Thursday, May 30, 2019

Tackling Tobacco 21 Objections


In his recent commentary, Ramesh Ponnuru asserts that “there’s no…justification [unlike alcohol] for raising the age to buy tobacco products” from 18 to 21.  While more thoughtful than some opponents, Ponnuru echoes a familiar refrain: “If you’re old enough to vote, serve on a jury, marry or fight in a war, you should be considered old enough to light up, too.”

The logic of this argument quickly fails under examination.

While one may cherish voting or marriage, they are still considered privileges that are subject to qualifications.  One of these is age, which is not permanently set in stone but determined by historical and cultural customs.  For example, the Preventing Tobacco Addiction Foundation notes that “For 600 years of English common law and throughout most of U.S. legal history, the age of 21 was regarded as the age of full adult status.”  Serving on a jury is required by law (Title 28, U.S. Code, Sections 1861-1878), and as such, the current age of 18 years is subject to revision. 

The most common objection to both Alcohol and Tobacco 21 contrasts eligibility for military service at age 18 with prohibition of drinking or smoking.  This argument is meaningful only if military service is compulsory, a policy that ended in 1973.  Eighteen-year-old men and women may choose to join the armed forces, but that choice is unrelated to the privilege of being able to purchase and consume alcohol or tobacco, unless society decides otherwise.

Fourteen states have raised the age of tobacco sales to 21 years, and there are bipartisan bills in the U.S. Congress that would make Tobacco 21 the law of the land. 
 
In his commentary, Ponnuru enumerates the reasons for Tobacco 21: delay or reduce tobacco uptake; reduce smoking-related health effects, medical care and insurance costs; and achieve other so-called paternalistic objectives.  But Ponnuru omits the most direct and compelling reason to enact Tobacco 21: to delegitimize tobacco sales to 18-year-old high school students.  In 2018, 16% of all high school students could legally purchase tobacco, and they accounted for one-quarter of high school smokers and smoker-vapers (here).  Government survey data confirms that legal buyers – not manufacturers or retailers – are the primary source for tobacco products used by underage high schoolers (here).

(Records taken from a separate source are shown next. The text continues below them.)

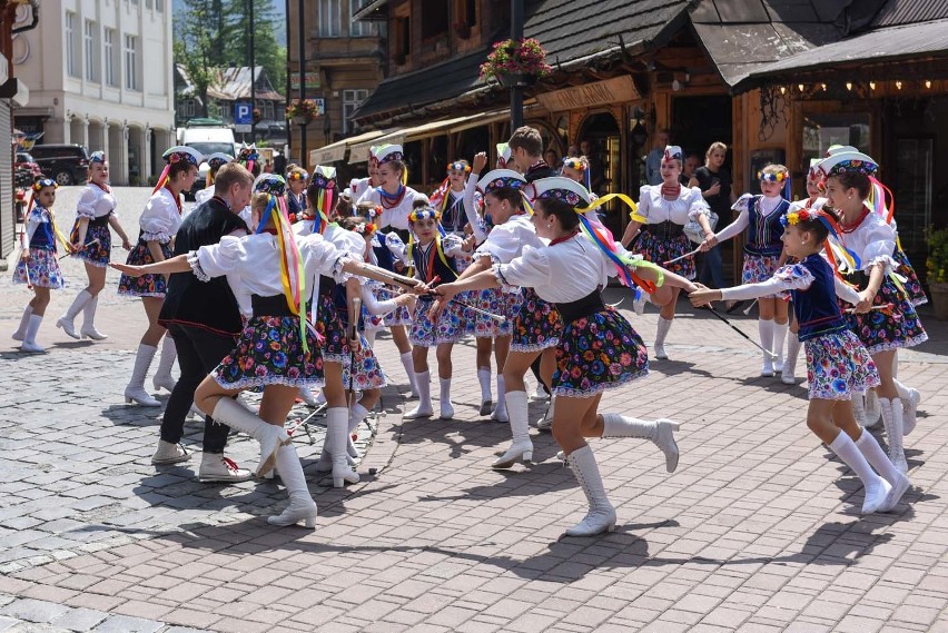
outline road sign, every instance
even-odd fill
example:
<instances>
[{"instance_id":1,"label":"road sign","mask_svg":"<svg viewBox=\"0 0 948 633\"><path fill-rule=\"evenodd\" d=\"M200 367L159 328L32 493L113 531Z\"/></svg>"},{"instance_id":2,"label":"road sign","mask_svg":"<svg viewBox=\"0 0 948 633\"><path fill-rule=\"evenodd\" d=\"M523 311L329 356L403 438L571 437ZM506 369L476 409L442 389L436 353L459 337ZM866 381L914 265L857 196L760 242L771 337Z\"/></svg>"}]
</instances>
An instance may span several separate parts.
<instances>
[{"instance_id":1,"label":"road sign","mask_svg":"<svg viewBox=\"0 0 948 633\"><path fill-rule=\"evenodd\" d=\"M249 126L254 122L254 109L250 103L245 101L234 103L234 122L238 126Z\"/></svg>"}]
</instances>

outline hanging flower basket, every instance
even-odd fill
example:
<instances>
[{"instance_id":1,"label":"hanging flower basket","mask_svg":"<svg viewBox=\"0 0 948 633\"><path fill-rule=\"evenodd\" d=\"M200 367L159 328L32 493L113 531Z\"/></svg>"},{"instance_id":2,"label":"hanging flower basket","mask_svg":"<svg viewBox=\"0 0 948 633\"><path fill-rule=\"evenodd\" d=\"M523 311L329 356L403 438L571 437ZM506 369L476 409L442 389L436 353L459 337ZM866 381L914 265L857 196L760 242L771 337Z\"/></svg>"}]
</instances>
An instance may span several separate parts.
<instances>
[{"instance_id":1,"label":"hanging flower basket","mask_svg":"<svg viewBox=\"0 0 948 633\"><path fill-rule=\"evenodd\" d=\"M487 60L481 65L482 79L496 79L504 87L535 83L552 71L546 63L546 51L533 38L494 43Z\"/></svg>"},{"instance_id":2,"label":"hanging flower basket","mask_svg":"<svg viewBox=\"0 0 948 633\"><path fill-rule=\"evenodd\" d=\"M286 118L305 126L319 116L319 106L313 99L294 99L286 107Z\"/></svg>"}]
</instances>

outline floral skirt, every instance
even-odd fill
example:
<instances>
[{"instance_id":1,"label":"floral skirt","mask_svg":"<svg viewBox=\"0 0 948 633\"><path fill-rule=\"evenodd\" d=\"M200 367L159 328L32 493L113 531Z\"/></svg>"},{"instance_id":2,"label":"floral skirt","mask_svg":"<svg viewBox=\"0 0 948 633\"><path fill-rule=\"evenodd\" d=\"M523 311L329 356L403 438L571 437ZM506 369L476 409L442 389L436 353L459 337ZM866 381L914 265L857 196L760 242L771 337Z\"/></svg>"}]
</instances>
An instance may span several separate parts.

Complaints about paternalism as the rationale for Tobacco 21 are irrelevant.  Tobacco 21 simply provides the best opportunity to defeat the informal black market that supplies tobacco products to the nation’s underage high school students. 

Ponnuru objects that Tobacco 21 advocates “don’t provide any good reason to treat young adults as though they were minors.”  But there is one very good reason: to be treated as an adult, one must act responsibly with respect to children.  Those high schoolers who are the primary suppliers of tobacco to their underage friends are clearly acting irresponsibly.  This is a compelling justification for Tobacco 21.